Scientology, on the other hand, is not fundamentally different from any other man-made religion. (There's God made Christianity; then there's everything else.) At the same time it is a strange, unique mixture of quackery, zeal, gullibility, and mercenary enterprise. What a story.


----------



## SolaScriptura (Apr 13, 2006)

> My wife has no experience whatsoever with tenets of Scientology. She knows nothing at all about it. But while she is not silent/quiet, all of our mid-wives have been surprised (at first) at how little noise she makes during labor.

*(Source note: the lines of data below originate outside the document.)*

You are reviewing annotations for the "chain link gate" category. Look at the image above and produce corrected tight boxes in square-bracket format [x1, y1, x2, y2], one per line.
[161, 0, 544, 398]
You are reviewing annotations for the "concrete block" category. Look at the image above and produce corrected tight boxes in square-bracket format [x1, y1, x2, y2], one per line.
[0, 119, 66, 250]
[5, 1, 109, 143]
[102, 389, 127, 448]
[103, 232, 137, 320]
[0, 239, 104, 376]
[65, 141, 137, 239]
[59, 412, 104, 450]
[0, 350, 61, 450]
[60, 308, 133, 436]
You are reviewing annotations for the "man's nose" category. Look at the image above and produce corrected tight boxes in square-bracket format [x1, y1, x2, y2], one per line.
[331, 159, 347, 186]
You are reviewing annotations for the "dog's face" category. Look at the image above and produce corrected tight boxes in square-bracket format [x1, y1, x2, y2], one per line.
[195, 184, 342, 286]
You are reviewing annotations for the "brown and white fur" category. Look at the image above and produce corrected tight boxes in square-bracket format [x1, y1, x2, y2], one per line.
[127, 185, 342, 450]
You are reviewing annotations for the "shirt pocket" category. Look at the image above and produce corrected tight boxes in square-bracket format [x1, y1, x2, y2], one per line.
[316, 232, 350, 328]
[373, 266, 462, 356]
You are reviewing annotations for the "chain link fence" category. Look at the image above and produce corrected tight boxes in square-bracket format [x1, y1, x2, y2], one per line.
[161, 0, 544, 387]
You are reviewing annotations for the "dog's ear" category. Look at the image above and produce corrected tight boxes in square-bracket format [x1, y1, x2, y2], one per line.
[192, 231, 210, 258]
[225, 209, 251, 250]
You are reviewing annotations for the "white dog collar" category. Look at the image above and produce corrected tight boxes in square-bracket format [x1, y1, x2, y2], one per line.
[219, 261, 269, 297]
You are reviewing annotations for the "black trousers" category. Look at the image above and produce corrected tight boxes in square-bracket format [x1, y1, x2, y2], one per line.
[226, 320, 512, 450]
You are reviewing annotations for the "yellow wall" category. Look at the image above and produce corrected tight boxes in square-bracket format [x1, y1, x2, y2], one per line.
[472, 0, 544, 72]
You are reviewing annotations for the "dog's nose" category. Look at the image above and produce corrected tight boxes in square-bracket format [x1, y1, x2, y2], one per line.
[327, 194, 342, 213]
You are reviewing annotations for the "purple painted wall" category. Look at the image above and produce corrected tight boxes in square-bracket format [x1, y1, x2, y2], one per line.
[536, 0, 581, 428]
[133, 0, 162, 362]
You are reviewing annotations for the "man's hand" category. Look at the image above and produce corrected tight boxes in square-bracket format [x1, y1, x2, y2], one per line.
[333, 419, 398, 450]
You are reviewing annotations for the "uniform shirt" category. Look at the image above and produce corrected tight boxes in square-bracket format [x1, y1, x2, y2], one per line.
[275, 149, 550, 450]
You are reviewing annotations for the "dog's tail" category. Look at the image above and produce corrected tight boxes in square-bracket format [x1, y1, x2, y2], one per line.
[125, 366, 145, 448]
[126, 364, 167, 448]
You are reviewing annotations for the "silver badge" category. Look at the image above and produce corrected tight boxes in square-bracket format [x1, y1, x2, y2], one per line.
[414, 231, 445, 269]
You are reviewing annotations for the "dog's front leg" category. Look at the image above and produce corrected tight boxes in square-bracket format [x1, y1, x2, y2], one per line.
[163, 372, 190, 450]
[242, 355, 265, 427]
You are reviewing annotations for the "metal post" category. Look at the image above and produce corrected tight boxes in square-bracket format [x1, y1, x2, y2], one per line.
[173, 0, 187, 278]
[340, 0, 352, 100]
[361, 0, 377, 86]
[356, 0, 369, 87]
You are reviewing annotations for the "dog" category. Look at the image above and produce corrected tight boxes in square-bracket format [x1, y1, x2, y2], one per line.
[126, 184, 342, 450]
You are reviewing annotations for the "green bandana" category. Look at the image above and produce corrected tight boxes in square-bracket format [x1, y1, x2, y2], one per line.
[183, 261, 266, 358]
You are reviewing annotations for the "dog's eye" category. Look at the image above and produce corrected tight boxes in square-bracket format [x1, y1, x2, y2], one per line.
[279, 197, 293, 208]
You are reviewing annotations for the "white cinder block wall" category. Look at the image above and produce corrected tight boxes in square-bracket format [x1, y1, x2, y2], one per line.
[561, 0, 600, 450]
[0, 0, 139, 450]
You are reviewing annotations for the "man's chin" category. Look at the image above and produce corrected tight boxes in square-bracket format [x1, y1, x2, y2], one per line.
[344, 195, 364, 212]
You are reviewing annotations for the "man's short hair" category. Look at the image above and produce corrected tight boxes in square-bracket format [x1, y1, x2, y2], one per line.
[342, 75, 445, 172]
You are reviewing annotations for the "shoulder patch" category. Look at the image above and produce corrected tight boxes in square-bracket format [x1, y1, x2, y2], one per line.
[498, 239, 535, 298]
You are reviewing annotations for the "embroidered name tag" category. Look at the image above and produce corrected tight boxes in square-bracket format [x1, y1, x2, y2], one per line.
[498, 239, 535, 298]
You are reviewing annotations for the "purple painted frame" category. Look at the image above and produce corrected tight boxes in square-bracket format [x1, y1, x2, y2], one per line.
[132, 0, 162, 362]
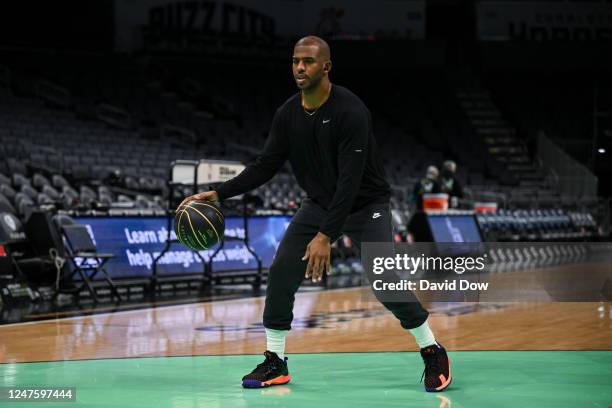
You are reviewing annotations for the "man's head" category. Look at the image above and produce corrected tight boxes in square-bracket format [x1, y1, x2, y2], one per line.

That's because you, Mr. Ex-Ranger, are sitting there telling her to suck it up and drive on!


----------



## Contra_Mundum (Apr 13, 2006)

Thanks Ben,
I needed a laugh tonight, and Providentially you were appointed to give it to me.


----------



## MeanieCalvinist (Apr 13, 2006)

> _Originally posted by SolaScriptura_
> 
> 
> > My wife has no experience whatsoever with tenets of Scientology. She knows nothing at all about it. But while she is not silent/quiet, all of our mid-wives have been surprised (at first) at how little noise she makes during labor.
> ...





As and ex-Ranger and father of 4 I have come to the conclusion that the suck it up and drive on line doesn't go over very well in the delivery room. 
I do not believe it would be the cause of a "silent birth"
The thought of making such a statement during labor is hilarious! 


 

[Edited on 4-14-2006 by MeanieCalvinist]


----------



## LadyFlynt (Apr 13, 2006)

Actually, it's funny...I actually tell people that I ENJOY labour and delivery. I really don't get all the dramatics I hear from other people. The nurses even say that others intentionally work themselves up into a frenzie unneccesarily most of the time. There was really only one delivery where I had more trouble than most...but then we were dealing with a cervical lip and back labour.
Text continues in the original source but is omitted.